Cumhurbaşkanı Yardımcısı Cevdet Yılmaz, SETA’nın düzenlendiği ‘7. Yılında 15 Temmuz Sempozyumu'na katıldı. Konuşmasında 15 Temmuz ruhunu her daim canlı tutmakta fayda gördüğünü ifade eden Yılmaz, “O gece, TBMM ve Cumhurbaşkanlığı Külliyesi'nin bombalanmasıyla demokrasinin en karanlık ve utanç verici gecesi olarak başlamış, sabahı ise demokrasinin en aydınlık sabahı olmuştur. Burada özellikle Cumhurbaşkanlığının ve TBMM’nin bombalanması hadisesi bence iyi analiz edilmeli. Bu iki mekan milli iradenin sembolü olan mekandır. Bu iki mekana yapılan saldırı millete, milli iradeye karşı bir kalkışma olduğunun çok açık bir göstergesidir. Asker kıyafeti giymiş hainler, milletin vergileriyle alınmış silahlarla, imkanlarla milletin en yüksek temsil makamlarına bu saldırıyı gerçekleştirdiler. Bu da bu hain darbe girişiminin tabiatı hakkında en güzel şekilde fikir veriyor diye düşünüyorum. Ülkemiz 15 Temmuz 2016 tarihinde kanlı, vahşi ve alçakça bir saldırıyla tarihin kaydettiği en büyük ihanet girişimlerinden biriyle karşı karşıya kalmıştır. Türk siyasi tarihi birçok darbe ve darbe girişimi görmüştür ve her darbe ülkemize büyük kayıplar verdirmiştir. Ekonomik olarak kayıplar verdirmiştir, demokratik standartlarımızı aşağıya çekerek kayıplar verdirmiştir, dünyadaki konumu daha zayıf bir noktaya götürerek ülkemize ve milletimize zarar vermiştir. Demokratik bir ortamda darbeye kalkışanlar, milli iradeye karşı olanlardır” diye konuştu.
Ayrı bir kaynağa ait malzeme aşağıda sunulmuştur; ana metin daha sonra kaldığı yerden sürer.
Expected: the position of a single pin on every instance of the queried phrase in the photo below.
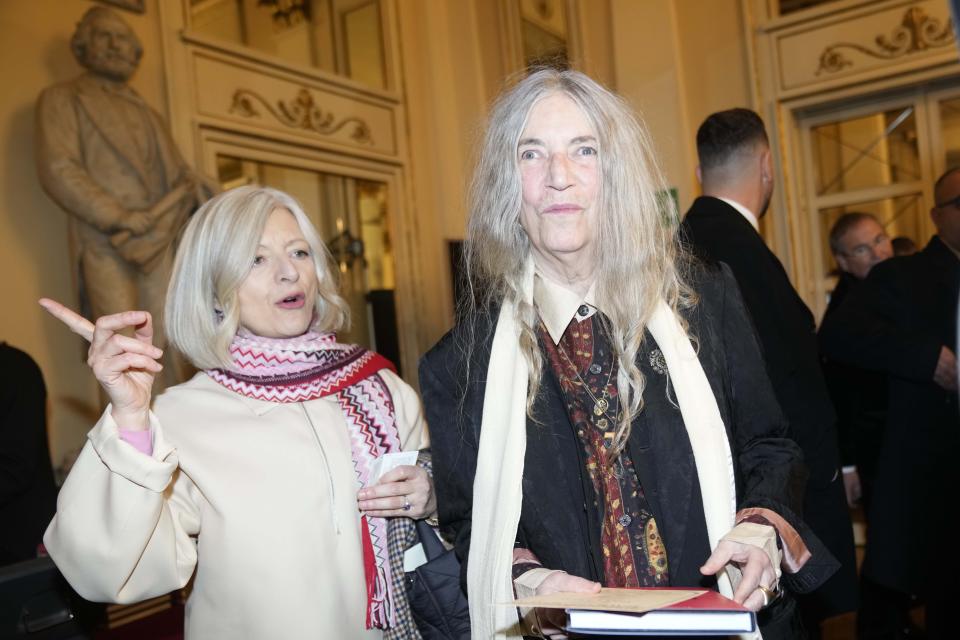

Bütün darbeler ve darbecilerin fıtratı gereği gayri milli olduğunu vurgulayan Yılmaz, sözlerini şöyle sürdürdü:
“Bu darbeyi yapanlar, mutlaka dış bir takım çevreler, odaklarla bağlantılı yapılardır. Asıl hedefleri millettir. 15 Temmuz, ağır neticeleri ve milletimizin verdiği karşılıkla ayrı bir dönüm noktası olmuştur. Devlet organlarına sızmış gizli bir terör örgütü olan FETÖ, demokrasiyi yıkmaya ve demokratik yollarla seçilmiş hükümeti önce yargı yoluyla, daha sonra doğrudan silah kullanarak devirmeye kalkıştı. Hamdolsun bu darbe girişimi, Cumhurbaşkanımız Recep Tayyip Erdoğan’ın milletimizi meydanlara çağrısı ile ve asil milletimizin onurlu mücadelesiyle engellenmiştir. 15 Temmuz, milletimizin istiklaline ve istikbaline canı pahasına sahip çıktığı gündür. Dünya demokrasi tarihine geçecek kıymette olan bu tarihe maalesef demokratik dünya beklenen sahiplenmeyi gösterememiştir. O gece bizimle aynı hassasiyetleri paylaşan dünyadan çok farklı insanlar olmuştur, onları saygıyla selamlıyorum. Batı dünyası bu mücadeleye gereken değeri gösterememiştir. Bunun başında da uluslararası medya gelmektedir ve kötü bir imtihan vermiştir. Kendi medyamızın buradaki duruşunu da takdirle karşıladığımızı belirtmek isterim. Burada iyi bir imtihandan geçti. Başka bir ülkede böyle bir olay yaşanmış olsa demokrasi tarihine geçerdi bu, uluslararası anlamda anılırdı ama Türkiye’deki şanlı direnişin üstü örtülmeye çalışılmıştır. O gece ülkemizin Nene Hatunlarını, Ulubatlı gibi sancağı omuzlayan Hasanlarını, gözünü kırpmadan şehadete koşan Ömerlerini gördük. Kalpleri vatan sevgisi ile dolu kahramanlarımızı, mukaddes değerleri uğruna gözlerini kırpmadan canlarını feda eden aziz şehitlerimizi ve gazilerimizi asla unutmayacak, unutturmayacağız. Vatan ve bayrak uğruna şehadete yürüyen tüm şehitlerimize Allah’tan rahmet, gazilerimize sağlıklı bir ömür diliyorum.”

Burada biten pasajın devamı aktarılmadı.